Case Presentation: The patient is a 52 year old male with a history of GERD on omeprazole therapy. In the period of one month, the patient developed significant exertional symptoms without any evidence of concomitant illness. The patient sought out further work up and evaluation by a cardiologist. Due to the presenting symptoms, an echocardiogram was performed which was largely unremarkable and showed an ejection fraction of 60%. Further workup was pursued with a stress test. During exertion, no ST segment changes were noted. However, once the patient’s systolic blood pressure reached 210 mmHg, up from 122 mmHg at baseline, he developed his typical symptoms. With these findings, the patient was diagnosed with exercise induced hypertension and managed with Amlodipine 2.5 mg daily, this provided minimal symptomatic relief. The Amlodipine was increased to 5mg daily and the patient reported minor improvement of symptoms. At this point, peak exertional blood pressure with exercise was measured to be 170 mmHg. His symptoms continued to persist despite therapy. Several months later, the patient discontinued the omeprazole due to gastrointestinal side effects. Within two weeks of discontinuation of the omeprazole, the patient noticed his exertional symptoms had resolved. He discontinued his Amlodipine, and a follow up stress test was done. During the subsequent test, the patient was able to exercise for a longer period of time and the maximum blood pressure recorded was 160 mmHg, down from the 210 mmHg during the first test. It was determined that his elevated exertional blood pressure was due to the omeprazole. He has began taking famotidine as an alternative treatment for his GERD symptoms.

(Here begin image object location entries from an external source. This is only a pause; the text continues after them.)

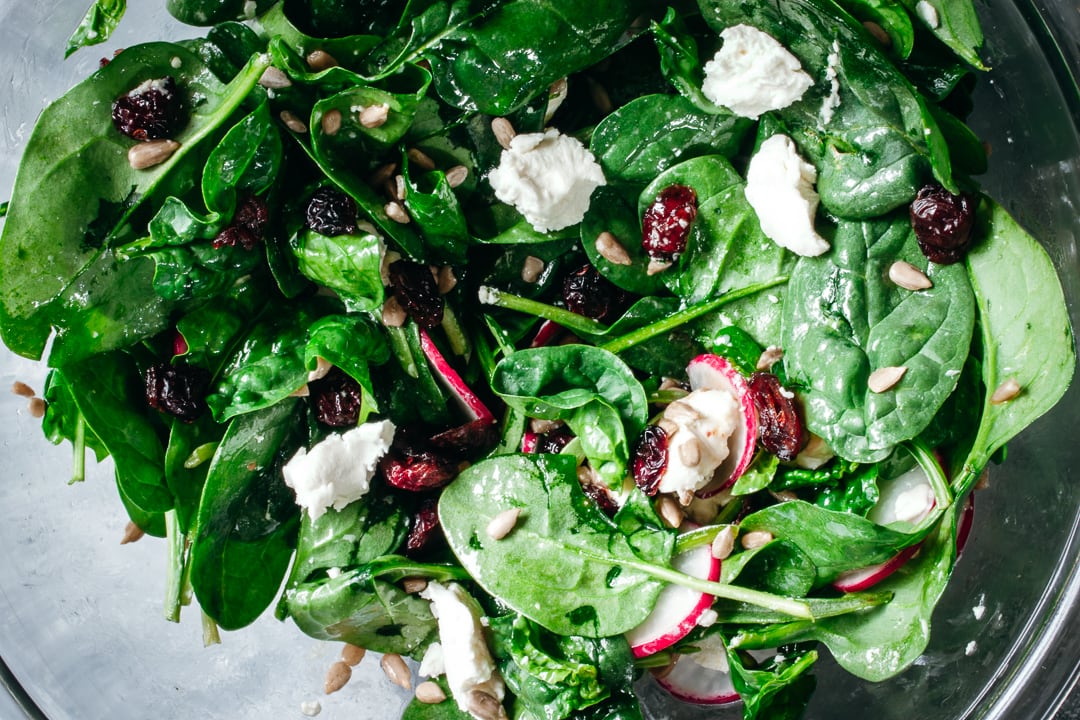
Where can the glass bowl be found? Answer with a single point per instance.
(81, 628)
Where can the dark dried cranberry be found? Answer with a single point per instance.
(780, 426)
(588, 293)
(150, 111)
(554, 440)
(331, 213)
(178, 390)
(461, 440)
(665, 226)
(417, 293)
(247, 226)
(943, 222)
(337, 398)
(416, 469)
(650, 459)
(424, 528)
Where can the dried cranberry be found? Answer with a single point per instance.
(247, 226)
(417, 293)
(150, 111)
(424, 528)
(780, 426)
(337, 398)
(416, 469)
(650, 459)
(554, 440)
(588, 293)
(665, 226)
(178, 390)
(331, 213)
(943, 222)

Discussion: One explanation of the happenings described in this case is that omeprazole has been shown to interfere with nitric oxide synthesis. Nitric oxide (NO) is a potent vasodilator that plays a role in blood pressure. Proton Pump Inhibitors (PPIs) increase asymmetric dimethylarginine (ADMA) levels, they do so by inhibiting dimethylarginine dimethylaminohydrolase (DDAH) which is the enzyme that degrades ADMA. ADMA inhibits nitric oxide synthase and in return interferes with the overall production of nitric oxide. Decreased levels of NO can lead to increased blood pressure by leading to decreased vasodilation. This interference is the likely cause of the patient’s symptoms as evidence by the resolution of symptoms upon discontinuation of the PPI.
Conclusions: Prevalence in the general population is not known. However, given the number of patients taking PPIs it is likely underappreciated. While this may be most relevant in patients with coronary artery disease, particularly with ischemic symptoms, as experimental data shows that PPIs dysregulate vascular NO activity, these findings may be even more relevant in patients with subclinical cardiovascular diseases that are newly prescribed PPIs. Newly prescribed PPIs in a patient with subclinical cardiovascular disease may significantly increase their risk for progression of the disease. Ironically, patients with non-cardiac related chest pain are often times prescribed PPIs for treatment of suspected GERD which in return may lead to new cardiovascular symptoms. Consideration of alternative therapies for GERD may be appropriate for some patients with hypertension and coronary artery disease. This case highlighted the importance of appropriate medication management in patients with cardiovascular disease as many medications thought to be benign may actually pose significant risks.